The Whole Family

The Whole Family
Christmas 2006

Pages

9/15/10

Animal House

Our old farmhouse would not have been complete if it weren’t for the animals that lived alongside all of us kids. The peeling paint on our white wooden home and the streaked brown boards of the barn housed an array of pets, some tamed and others wild with only the attachment of food that our little fingers would throw out to them.

Starting small, my favorite pet of the past was Harry, a magnificent yellow parakeet. I loved Harry. I would take Harry out of its cage and play with him—pet his vibrantly highlighted feathers and accept his little love pecks as he nibbled my fingers with his pointed beak. It was well-known amongst the house that I was very close to Harry. One day, as easily as it ever does in such a large home with so many people, disaster struck. One of the twins, four years younger than I, had taken Harry out of his cage. Being a slightly temperamental bird, Harry was not keen on being touched that day. He rebelled. Making his way out of my younger sister’s grasp, he slipped off her shoulder and into her shirt. Of course, the twin was startled and began to pat her shirt down exuberantly, desperately trying to catch Harry and get him OUT of her shirt! Just as quickly as Harry had fallen into her shirt, he was caught and pulled out. He emerged with a twisted neck and a still heart. I was upset for an entire day and I can imagine how my young sister felt having accidently ended Harry’s little life.

We had multiple parakeets, and although Harry was my favorite, he was not my favorite death. That came with “Gordo.” That wasn’t really his name, but rather what he should have been dubbed. This little parakeet absolutely loved food. He couldn’t stop eating. Every time we looked into the cage, there he’d be: perched by his seeds pecking through his fifth or sixth meal of the morning. It was only appropriate that we found him a month into his Powell-home residency face first in the same seeds, his plump stomach collapsed over in his vice. If only he had stopped and considered dieting and exercise!


I realize this all sounds morbid—quite a way to begin a quaint story on animals and dear pets of the Powell home.  I’ll move forward.

Like farm stories and films of old, there were always farm cats that roamed about the barn and beyond, catching mice with stealthy ease and mewing for food at the porch door. All across the Powell acres, gray and golden-striped tabbies and sleek ebony beauties tiptoed and bounded, leapt and sprawled.  Every year brought new ones and lost some of the old. Ginny was the main female cat. She was thin and magnificent, short-haired and easy-tempered. She liked to keep to herself and she loved even more to get a bit frisky with the Tom cats of South Street. It became a game to us kids every summer— Ginny would get pregnant and then hide to have her kittens in a secretive, new place. We’ve found litters in closets, behind couches, in an old cradle in Dad’s workshop and a box in the barn.  We’d watch them grow from tiny creatures to fluffy balls of energy and spunk to strapping teenagers. We gave most of these kittens away before they grew too much, since it’d be impossible to house them all across the property. Dad would not have any of that, although we would have been thrilled.

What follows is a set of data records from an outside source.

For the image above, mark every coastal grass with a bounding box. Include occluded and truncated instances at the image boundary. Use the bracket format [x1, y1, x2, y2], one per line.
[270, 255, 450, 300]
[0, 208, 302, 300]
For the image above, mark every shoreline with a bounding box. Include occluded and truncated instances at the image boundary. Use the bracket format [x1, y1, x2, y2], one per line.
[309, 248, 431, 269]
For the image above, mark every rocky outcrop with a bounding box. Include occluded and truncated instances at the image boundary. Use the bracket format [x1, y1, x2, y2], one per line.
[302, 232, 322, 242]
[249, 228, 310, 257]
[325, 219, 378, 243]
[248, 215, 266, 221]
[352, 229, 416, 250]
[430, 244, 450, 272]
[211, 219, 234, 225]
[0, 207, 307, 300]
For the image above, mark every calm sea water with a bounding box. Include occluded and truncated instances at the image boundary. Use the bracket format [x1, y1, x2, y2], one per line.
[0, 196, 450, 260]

Rosie and Skipper were our two enormous Newfoundand dogs. I was very young when we had them, but I have very fond memories of them. We would run out in the field with both of them, hanging onto their furry ears, riding them about like horses and screaming with laughter into their muzzles as we buried our faces close to theirs. Unfortunately, Skipper was struck by a car and Rosie passed from a hip problem, if I remember correctly. 

Sally came into our lives when I was starting junior high. She was an excitable golden retriever puppy with boundless energy and wet, sloppy kisses for everyone. My entire high school and college experience had Sally there, greeting me at the door with alerting barks and then a happy, wagging tail.  Old age caught up to her quickly, though, causing her to tire very easily. My junior year of college marked her passing from our world and into doggy heaven.

With all the birds and the cats and dogs, we were never satisfied. We would trek our way to the back stream and catch everything possible: tadpoles and frogs, bugs and fish. There were deer sightings and bunny viewings, squirrels scurrying up into our tree house and birds getting caught in our chimney. Raccoons snuck their way into the trash cans and mice scurried in the barn. Bats swooshed over our heads in the night sky as we played in the warm summer air and crawfish were scooped up by our shiny red buckets.

Not to mention, there were twelve little animals running amok in the house every day.